Swim meets have always been magical, and in recent years we had a run of several years with three girls swimming for the Leonia Swim Club team at once. But all good things come to an end, and after the first meet of the 2010 swim season in Oradell, we drove to our special, post-meet restaurant to eat in Paramus: The Fireplace. We had eaten there a few years earlier after a meet and were hooked on this retro 1950s-like hamburger and French fries joint with a wood paneling interior. They don't use plates; instead, they give what looks like a paper coffee filter and put each item on a filter. We all loved the quirky, old-fashioned feel and it became a special place we would go to eat once or twice each year after an away swim meet in the Paramus area.

This time, though, the magic had worn off. Maybe it was the week of 100-degree weather we were having that had everyone on edge. Maybe it was the realization that a cheeseburger, fries, and a vanilla milkshake is just not that good for you. Maybe it was that my oldest two daughters were no longer swimming on the team, because they had both begun working at summer jobs. I realized earlier that night at the swim meet that I could not remember how long it had been since all three of them were not swimming. But that year, the older two were not swimming competitively for the first time and neither one of them probably ever would again. Maybe I was mourning these losses of childhood, of innocence, of my own place in the world. Having these girls be so dependent on you is the most God-like thing a person will probably ever feel, but it is “planned obsolescence” as the parental role diminishes over time and they go out on their own. So last night, four of us watched our only swimmer, Ava, and I remembered that just last year two of us were watching the three girls swim in the meets. When the four of us—two parents, two near-adults, and one child—ate at The Fireplace this time, things were different. For a moment, I grieved our losses. We all became uptight. I told the older girls we were upset and a little sad because they weren't swimming anymore. A part of our lives was gone, and even the magic of the restaurant was slipping away, too.  
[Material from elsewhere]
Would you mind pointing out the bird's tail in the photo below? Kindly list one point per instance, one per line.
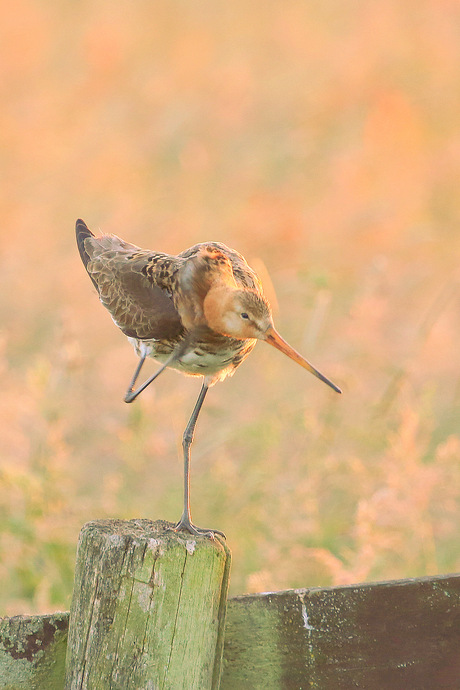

I remember Walter Wangerin in his book, Mourning Into Dancing talked about how these little losses in life and the associated grief that comes is what prepares us for the  finality of death, the ultimate loss that someday we all have to face ourselves. Little losses and griefs preparing us for the big ones. I see this over and over now as I approach the back end of middle age.  

Despite pondering these losses and the pain, I managed to eat the cheeseburger, fries, and the vanilla milkshake, then finished off the rest of my youngest daughter's milkshake because it is tough for a child with wet hair in a wet bathing suit to finish off a cold milkshake. But I was able to suck it up and finish the shake for her. Sometimes, you just have to go on despite the pain.